How to calculate the bias component of uncertainty is still a matter of debate. The observed differences between the bias results depended on the source of data (PT, IQCS or CRC) used for calculation. However, calculations using the PT and IQCS data do not take into account the uncertainty accumulated in upper levels of the metrological traceability chain (23). Moreover, using data from PT to calculate the bias incurs the risk of overestimating the bias component, probably because some random variation is present in the PT results since tests are usually performed only a few times per year (23). In our study, the highest bias obtained using PT data, which is in agreement with the results reported by Rigo-Bonnin et al. may partly reflect that CRCs data were measured values, while PT values were assigned from the participants’ results (8). On the other hand, Ceriotti reported higher bias values using IQCS data (23).
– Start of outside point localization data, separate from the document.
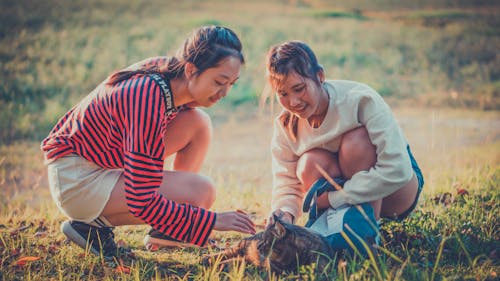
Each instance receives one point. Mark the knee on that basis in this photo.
(356, 144)
(207, 192)
(307, 171)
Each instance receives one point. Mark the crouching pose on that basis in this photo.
(105, 156)
(346, 129)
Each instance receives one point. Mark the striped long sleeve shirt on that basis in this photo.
(123, 126)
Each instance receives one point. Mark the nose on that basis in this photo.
(223, 92)
(294, 101)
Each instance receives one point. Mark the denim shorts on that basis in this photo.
(420, 179)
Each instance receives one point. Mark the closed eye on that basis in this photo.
(218, 83)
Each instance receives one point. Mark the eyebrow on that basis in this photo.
(228, 78)
(298, 85)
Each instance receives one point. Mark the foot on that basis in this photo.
(155, 240)
(99, 240)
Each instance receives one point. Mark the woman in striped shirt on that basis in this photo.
(105, 156)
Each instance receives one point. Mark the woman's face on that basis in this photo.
(300, 95)
(214, 83)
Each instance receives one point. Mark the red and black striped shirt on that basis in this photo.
(123, 126)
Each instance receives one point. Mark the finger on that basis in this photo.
(243, 224)
(247, 219)
(242, 227)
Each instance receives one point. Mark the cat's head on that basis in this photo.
(275, 244)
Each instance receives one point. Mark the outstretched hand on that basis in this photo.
(285, 217)
(234, 220)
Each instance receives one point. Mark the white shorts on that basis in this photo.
(81, 188)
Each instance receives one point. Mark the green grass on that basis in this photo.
(53, 53)
(451, 240)
(427, 53)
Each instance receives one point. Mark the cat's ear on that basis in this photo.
(279, 229)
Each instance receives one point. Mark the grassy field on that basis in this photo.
(436, 62)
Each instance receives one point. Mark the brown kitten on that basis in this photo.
(282, 247)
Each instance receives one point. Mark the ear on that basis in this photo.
(190, 70)
(279, 230)
(321, 75)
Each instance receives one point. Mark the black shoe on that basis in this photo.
(99, 240)
(156, 239)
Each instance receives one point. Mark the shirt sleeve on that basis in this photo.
(287, 192)
(392, 169)
(143, 110)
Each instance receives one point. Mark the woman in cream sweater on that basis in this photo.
(346, 128)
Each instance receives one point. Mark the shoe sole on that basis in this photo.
(152, 243)
(75, 237)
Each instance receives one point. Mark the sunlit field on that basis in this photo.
(435, 62)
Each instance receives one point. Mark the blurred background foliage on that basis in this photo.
(428, 52)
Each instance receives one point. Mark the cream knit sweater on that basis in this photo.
(351, 105)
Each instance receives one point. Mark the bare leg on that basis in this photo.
(356, 154)
(188, 136)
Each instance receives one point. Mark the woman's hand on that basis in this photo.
(236, 221)
(285, 217)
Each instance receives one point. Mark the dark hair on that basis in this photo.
(205, 48)
(284, 58)
(291, 56)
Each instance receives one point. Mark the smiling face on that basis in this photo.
(301, 96)
(208, 87)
However, PT or IQCS data is considered advantageous because of using control materials similar to routine samples (11, 18). Additionally, the IQCS management programs, which perform peer-comparisons of IQC results, can provide automatically calculations in a very efficient manner, which was here considered the most practical method. Taking into account that IQCS perform analyses more frequently, the bias calculated using IQCS data can also be considered more reliable than the bias obtained from different rounds of a PT. Furthermore, compared to CRC data, the use of IQCS perfectly represents the variability of analytical conditions in the laboratory.
Regarding the bias from CRCs, Theodorou et al. considered 2.7% of uncertainty of a certified reference material sufficiently small to be ignored in the expanded uncertainty (10). In our study, the uncertainty of the CRCs was lower than 2.7% and, consequently, produced the lowest MUs. The Eurolab and Nordtest approaches gave identical results, which was not surprising as they use the same formula to calculate uncertainty using CRC data. It is also important to note that the calibrators’ uncertainties have not been published in their package inserts. Therefore, we had to obtain these values from manufacturers, which is not always easy (23).
In addition to different calculations, the interpretation of MU can also be performed using different specifications of analytical quality, i.e., permissible uncertainty, allowable TE, CLIA, RiliBäk, and other PT providers (26). The permissible uncertainty limits related to biological variation have often been preferred because of their scientific basis, which can be applied to all methods and it seems to be more rigid than allowable TE (5, 19, 27). According to Qin et al. a relatively high percent of laboratories may not be able to remain within the permissible limits for immunoassays (28). In fact, this prediction was true in our study, our results indicated that for immunoassays it is not easy to meet both permissible uncertainty and allowable TE.
In summary, the Cofrac approach tended to overestimate the MU, while the Eurolab approach required additional measurements (duplicates) to obtain uncertainty data. Based on our study, the Nordtest approach using bias from the IQCS can be considered the most practical approach for estimating the MU.